CAREER: Designing and Defending Novel Ultra-stealthy and Controllable Design-time Analog-domain Hardware Trojans

Hardware designers build circuits leveraging the digital abstraction where only values 1 and 0 exist. While this simplifies circuit operation, it hides a lot of real-world operational details. In the real world, circuits behave continuously, with voltages ranging between 0 and some higher level.

Voltage fluctuates in the short- and long-term due to the operating environment changes, circuit age, and computation. Traditionally, both hardware designers and attackers have ignored these low-level details. This project shows that it is possible to harness these low-level behaviors, using existing digital design techniques, to create new hardware attacks and proposes defenses to counteract them.

This project changes how hardware designers across government and industry reason about and validate the security of their designs.

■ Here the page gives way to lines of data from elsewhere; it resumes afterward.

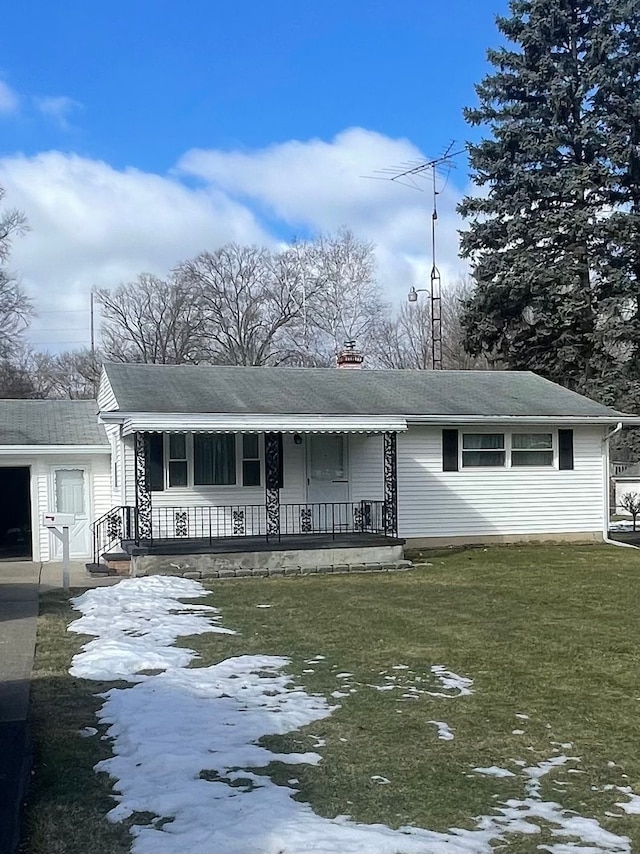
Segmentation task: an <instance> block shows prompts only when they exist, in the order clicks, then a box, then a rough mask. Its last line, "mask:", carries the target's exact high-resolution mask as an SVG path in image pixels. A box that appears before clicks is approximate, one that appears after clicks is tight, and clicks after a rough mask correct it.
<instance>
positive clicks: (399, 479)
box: [0, 364, 640, 571]
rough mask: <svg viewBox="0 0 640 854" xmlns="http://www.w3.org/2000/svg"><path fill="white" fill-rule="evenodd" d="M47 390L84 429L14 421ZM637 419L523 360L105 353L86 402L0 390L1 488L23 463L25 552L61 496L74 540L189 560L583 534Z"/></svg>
mask: <svg viewBox="0 0 640 854" xmlns="http://www.w3.org/2000/svg"><path fill="white" fill-rule="evenodd" d="M20 407H25V408H26V409H25V410H24V411H20V412H19V410H20ZM30 407H33V413H34V415H33V416H31V415H25V414H24V413H25V412H29V411H30ZM49 408H50V411H51V412H52V413H54V412H57V413H58V414H59V413H60V412H62V410H64V409H65V408H67V409H68V411H69V413H70V414H69V416H68V417H69V418H71V417H72V416H73V420H74V422H75V421H76V420H77V417H78V416H79V415H80V413H82V419H80V420H81V421H82V423H83V425H85V427H86V432H85V433H82V431H80V432H77V431H76V433H73V435H72V434H71V432H69V430H67V432H66V433H65V431H64V429H62V430H60V431H58V433H56V435H51V436H49V438H48V439H46V437H42V436H40V434H39V433H37V431H36V432H35V433H31V432H29V431H26V432H25V433H24V435H23V436H22V439H20V437H19V436H18V434H17V433H15V431H14V433H11V429H12V428H11V424H12V422H13V421H15V420H16V418H17V417H18V416H19V418H21V419H23V420H24V419H25V418H26V419H27V420H29V421H31V422H32V424H35V423H36V422H37V423H39V424H40V423H45V422H49V421H50V420H51V419H50V418H49V416H48V414H47V411H48V410H49ZM3 413H4V414H3ZM36 413H37V414H36ZM56 417H58V416H56ZM638 423H640V419H639V418H638V417H636V416H630V415H625V414H623V413H620V412H617V411H615V410H613V409H610V408H608V407H605V406H601V405H600V404H598V403H595V402H594V401H592V400H590V399H588V398H586V397H582V396H580V395H578V394H575V393H573V392H570V391H567V390H566V389H564V388H561V387H560V386H557V385H555V384H553V383H550V382H548V381H546V380H544V379H542V378H540V377H538V376H536V375H534V374H532V373H518V372H499V371H486V372H485V371H436V372H432V371H368V370H340V369H335V368H334V369H331V368H327V369H315V368H314V369H312V368H253V367H224V366H209V365H199V366H184V365H181V366H165V365H137V364H107V365H105V367H104V370H103V375H102V380H101V384H100V390H99V394H98V400H97V404H96V403H95V402H87V401H84V402H83V401H78V402H75V401H66V402H65V401H4V402H0V495H2V494H4V495H5V496H7V495H9V496H11V494H12V493H13V491H14V488H15V487H14V486H13V485H12V483H13V482H12V481H11V477H13V476H14V475H9V474H6V472H7V471H8V470H9V469H12V468H13V469H15V468H20V469H22V470H23V472H24V471H28V482H29V490H28V491H29V511H28V512H29V525H30V531H29V532H28V537H30V540H31V542H30V555H31V556H33V558H34V559H36V560H38V559H40V560H49V559H52V558H55V557H56V556H57V552H56V551H55V550H54V549H55V543H54V541H53V538H52V537H51V535H50V534H49V533H48V532H47V531H46V530H45V529H43V528H42V525H41V521H40V520H41V514H42V513H43V512H47V511H51V510H58V511H59V512H62V511H63V509H64V510H69V511H70V512H71V511H73V512H74V513H75V515H76V519H77V520H78V521H77V524H76V527H75V529H74V536H73V540H72V554H73V556H74V557H76V558H83V559H87V560H88V559H89V558H91V557H93V560H94V562H98V561H100V560H102V559H103V556H104V555H105V554H107V555H111V556H112V557H113V558H114V559H115V558H119V559H126V560H128V559H129V557H130V555H134V557H135V558H136V560H137V561H138V563H139V566H140V567H142V568H143V571H147V570H149V571H150V570H151V569H152V567H153V563H152V562H150V561H151V559H152V558H154V556H155V558H154V559H155V560H156V564H158V561H159V562H160V563H162V561H164V564H163V567H164V568H167V566H169V565H171V566H177V565H179V564H180V561H182V563H184V565H186V563H185V560H186V558H185V555H186V556H189V560H192V565H193V566H196V565H197V566H198V567H199V568H201V569H202V568H203V567H205V564H207V561H209V563H208V565H209V566H211V562H212V561H220V560H227V561H228V560H229V559H230V558H229V555H231V554H234V553H242V554H244V555H246V554H248V553H252V554H255V553H257V552H264V551H265V550H266V551H270V552H272V553H274V554H273V555H272V559H274V560H275V559H277V560H282V559H283V558H282V555H283V554H284V553H285V552H287V553H288V555H289V558H291V559H292V560H293V561H294V562H298V563H300V562H301V557H300V556H301V555H302V553H303V551H305V550H311V551H313V550H315V551H316V552H317V550H318V549H324V550H325V552H324V554H325V558H324V559H325V560H326V562H329V563H333V564H335V563H340V564H342V563H349V562H352V561H353V560H354V559H355V558H354V555H355V554H356V552H355V551H353V550H354V549H357V550H358V551H357V554H358V555H359V557H358V560H359V561H362V562H365V563H366V562H367V559H370V560H382V561H384V560H387V558H388V557H389V556H391V557H392V558H393V559H397V558H398V557H401V556H402V546H403V545H404V544H405V543H406V544H407V545H411V546H431V545H440V544H455V543H479V542H486V543H488V542H492V541H498V542H511V541H519V540H520V541H522V540H544V539H554V540H582V541H585V540H587V541H588V540H590V541H597V540H602V539H603V537H606V535H607V527H608V519H609V490H608V479H609V478H608V472H609V462H608V441H607V437H608V436H609V435H610V434H611V433H612V431H614V430H617V429H619V425H621V424H629V425H631V424H638ZM76 426H77V425H76ZM33 429H34V430H35V428H33ZM83 429H84V428H83ZM2 430H4V433H3V432H2ZM12 436H13V439H12V438H11V437H12ZM16 436H18V438H16ZM7 437H9V438H7ZM45 439H46V441H45ZM18 440H19V441H18ZM12 443H13V444H12ZM3 470H5V475H6V476H5V479H4V480H3V474H2V472H3ZM24 477H27V475H25V474H23V479H24ZM3 484H4V486H3ZM12 500H13V499H12V498H11V497H9V498H6V497H5V499H4V501H5V505H6V504H10V503H11V502H12ZM24 501H25V499H24V497H21V498H20V502H22V503H23V504H24ZM0 518H2V517H0ZM1 527H2V526H1V525H0V528H1ZM12 527H14V528H15V527H16V526H15V525H13V526H12ZM2 537H3V534H2V531H1V530H0V544H1V542H2ZM0 547H1V546H0ZM363 548H366V549H369V550H370V551H369V552H368V553H365V552H363V551H362V549H363ZM385 548H386V549H387V551H386V552H384V549H385ZM381 549H382V550H383V551H381ZM292 550H293V551H292ZM327 550H328V551H327ZM349 550H352V553H351V552H350V551H349ZM376 550H377V551H376ZM294 552H295V554H294ZM350 554H351V558H350V557H349V555H350ZM224 555H226V557H223V556H224ZM175 556H181V557H180V561H178V560H177V559H176V557H175ZM198 556H199V557H198ZM311 559H313V560H316V561H317V560H319V558H318V556H317V554H315V553H314V555H313V556H312V558H311ZM145 561H146V563H145ZM158 565H159V564H158ZM254 565H255V564H254ZM144 567H146V569H145V568H144Z"/></svg>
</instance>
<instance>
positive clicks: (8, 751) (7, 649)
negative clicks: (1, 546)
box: [0, 561, 119, 854]
mask: <svg viewBox="0 0 640 854" xmlns="http://www.w3.org/2000/svg"><path fill="white" fill-rule="evenodd" d="M70 579H71V587H80V588H86V587H97V586H102V585H110V584H115V583H117V582H118V580H119V579H118V578H113V577H107V578H98V579H94V578H91V577H90V576H88V575H87V572H86V569H85V567H84V564H81V563H74V564H72V566H71V572H70ZM60 587H62V566H61V564H56V563H49V564H40V563H32V562H30V561H0V854H13V852H15V850H16V848H17V845H18V841H19V832H20V812H21V807H22V801H23V797H24V792H25V789H26V784H27V780H28V777H29V771H30V767H31V749H30V740H29V732H28V724H27V720H28V713H29V683H30V679H31V668H32V666H33V655H34V652H35V644H36V623H37V617H38V597H39V593H40V591H43V592H44V591H47V590H54V589H56V588H60Z"/></svg>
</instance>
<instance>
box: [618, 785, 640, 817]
mask: <svg viewBox="0 0 640 854" xmlns="http://www.w3.org/2000/svg"><path fill="white" fill-rule="evenodd" d="M616 788H617V790H618V791H619V792H622V794H623V795H626V796H627V797H628V798H629V803H617V804H616V806H617V807H620V809H621V810H623V811H624V812H626V813H627V815H640V795H636V793H635V792H634V791H633V789H632V788H631V786H616Z"/></svg>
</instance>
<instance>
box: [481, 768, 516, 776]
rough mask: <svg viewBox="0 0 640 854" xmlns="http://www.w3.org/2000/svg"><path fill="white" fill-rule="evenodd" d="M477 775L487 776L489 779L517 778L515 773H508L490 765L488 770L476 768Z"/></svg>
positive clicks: (512, 771) (503, 770) (502, 769)
mask: <svg viewBox="0 0 640 854" xmlns="http://www.w3.org/2000/svg"><path fill="white" fill-rule="evenodd" d="M473 770H474V771H475V772H476V773H477V774H485V775H486V776H487V777H515V776H516V775H515V774H514V773H513V771H508V770H507V769H506V768H498V766H497V765H490V766H489V767H488V768H474V769H473Z"/></svg>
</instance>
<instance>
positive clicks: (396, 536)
mask: <svg viewBox="0 0 640 854" xmlns="http://www.w3.org/2000/svg"><path fill="white" fill-rule="evenodd" d="M384 531H385V534H388V535H389V536H392V537H397V536H398V436H397V433H391V432H387V433H385V434H384Z"/></svg>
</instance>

By exploiting analog-domain effects for increased stealth, the project represents a fundamental change in the capabilities of hardware Trojans. Two significant outcomes of the project are a new dimension of hardware Trojan stealth, namely reproducibility, and exposing the ability to harness analog-domain properties at the hardware description language level.

The artifacts of this project are a Field-Programmable Gate Array-based System-on-Chip that demonstrates the novel analog-domain hardware Trojans as well as serves as a defense evaluation platform, representative of commodity systems.

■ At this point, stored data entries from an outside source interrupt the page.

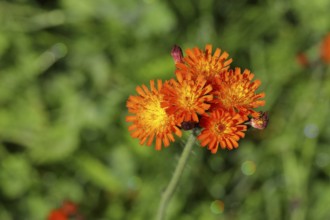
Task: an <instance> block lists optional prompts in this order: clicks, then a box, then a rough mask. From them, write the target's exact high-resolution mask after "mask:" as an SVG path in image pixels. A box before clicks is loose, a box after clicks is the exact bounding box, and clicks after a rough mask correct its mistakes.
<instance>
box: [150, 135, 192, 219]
mask: <svg viewBox="0 0 330 220" xmlns="http://www.w3.org/2000/svg"><path fill="white" fill-rule="evenodd" d="M195 140H196V137H195V135H194V133H193V132H192V133H191V134H190V136H189V138H188V140H187V142H186V145H185V147H184V149H183V152H182V154H181V156H180V159H179V161H178V164H177V166H176V168H175V171H174V173H173V176H172V178H171V180H170V182H169V184H168V186H167V187H166V189H165V191H164V192H163V193H162V196H161V200H160V203H159V207H158V211H157V217H156V220H163V219H165V214H166V210H167V207H168V204H169V202H170V200H171V198H172V196H173V194H174V192H175V190H176V188H177V186H178V183H179V180H180V178H181V176H182V173H183V169H184V168H185V166H186V164H187V161H188V158H189V155H190V152H191V150H192V147H193V146H194V143H195Z"/></svg>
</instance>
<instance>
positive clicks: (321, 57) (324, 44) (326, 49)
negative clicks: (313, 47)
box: [321, 33, 330, 63]
mask: <svg viewBox="0 0 330 220" xmlns="http://www.w3.org/2000/svg"><path fill="white" fill-rule="evenodd" d="M321 59H322V60H323V62H324V63H330V33H329V34H327V36H325V37H324V39H323V42H322V45H321Z"/></svg>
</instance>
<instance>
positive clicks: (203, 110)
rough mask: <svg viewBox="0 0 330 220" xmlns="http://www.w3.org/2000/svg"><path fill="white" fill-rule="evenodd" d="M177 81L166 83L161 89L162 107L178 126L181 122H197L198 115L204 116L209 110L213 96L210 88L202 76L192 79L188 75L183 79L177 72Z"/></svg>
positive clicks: (179, 72)
mask: <svg viewBox="0 0 330 220" xmlns="http://www.w3.org/2000/svg"><path fill="white" fill-rule="evenodd" d="M176 75H177V81H176V80H174V79H172V80H170V81H168V82H167V83H166V84H165V85H164V87H163V89H162V93H163V94H164V99H163V102H162V107H164V108H166V112H167V113H168V114H169V115H174V117H175V120H176V122H177V123H178V124H181V123H182V122H190V121H193V122H198V121H199V119H198V114H199V115H201V114H204V113H205V111H206V110H207V109H209V108H210V104H208V102H210V101H211V100H212V99H213V96H212V95H210V92H211V91H212V86H211V85H207V84H206V80H205V79H204V78H203V76H198V77H197V79H195V80H194V79H192V77H191V75H190V73H187V75H186V77H183V76H182V74H181V73H180V72H179V73H177V74H176Z"/></svg>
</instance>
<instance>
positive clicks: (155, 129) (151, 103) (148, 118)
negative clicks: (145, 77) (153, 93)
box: [140, 97, 169, 133]
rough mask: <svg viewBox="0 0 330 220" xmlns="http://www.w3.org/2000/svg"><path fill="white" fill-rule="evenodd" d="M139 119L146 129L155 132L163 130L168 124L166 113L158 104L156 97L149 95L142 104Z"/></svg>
mask: <svg viewBox="0 0 330 220" xmlns="http://www.w3.org/2000/svg"><path fill="white" fill-rule="evenodd" d="M140 119H141V120H140V121H141V122H143V125H144V126H143V127H144V129H146V130H148V131H149V130H154V131H156V133H158V132H163V131H164V130H165V129H166V126H167V124H168V120H169V118H168V115H167V114H166V112H165V109H163V108H162V107H161V105H160V100H159V98H158V97H150V98H149V99H147V100H146V102H145V104H144V105H143V110H142V111H141V113H140Z"/></svg>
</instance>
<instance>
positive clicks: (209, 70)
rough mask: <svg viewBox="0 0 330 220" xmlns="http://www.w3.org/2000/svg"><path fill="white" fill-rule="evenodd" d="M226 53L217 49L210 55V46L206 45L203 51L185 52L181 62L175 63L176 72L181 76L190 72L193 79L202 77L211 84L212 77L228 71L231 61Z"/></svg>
mask: <svg viewBox="0 0 330 220" xmlns="http://www.w3.org/2000/svg"><path fill="white" fill-rule="evenodd" d="M228 56H229V55H228V53H227V52H223V53H222V54H221V49H220V48H217V49H216V50H215V52H214V54H213V55H212V45H210V44H208V45H206V47H205V51H203V50H201V49H199V48H197V47H195V48H193V49H187V50H186V56H185V57H184V58H183V59H182V60H183V62H179V63H176V68H177V70H176V72H181V73H182V75H185V73H188V72H190V73H191V74H192V75H193V78H197V76H199V75H203V76H204V78H205V79H206V80H207V81H208V82H212V80H213V77H214V76H216V75H218V74H219V73H220V71H222V70H225V69H228V68H229V64H230V63H231V62H232V59H231V58H230V59H228Z"/></svg>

This project brings together research in the areas of computer security, computer architecture, and digital circuits to create novel design-time hardware Trojans and new defenses against them. Other broader impacts include extending the technical work's impact to society, developing partnerships with government labs and industry, and providing mentorship to the next generation of leaders, especially those who are the first in their family to get a college degree.

The project will also play a role in undergraduate and graduate education through the integration of the research artifacts into the curriculum and the creation of an embedded security design experience.

The project repository will be indefinitely available to the public https://github.com/FoRTE-Research/NSF_CAREER. This repository will contain the code for all hardware and software systems need to reproduce and extend the research results. Experimental data will be stored on the laboratory devices where the simulation and experiments are conducted, as well as being backed-up using external media for archival storage.

This award reflects NSF's statutory mission and has been deemed worthy of support through evaluation using the Foundation's intellectual merit and broader impacts review criteria.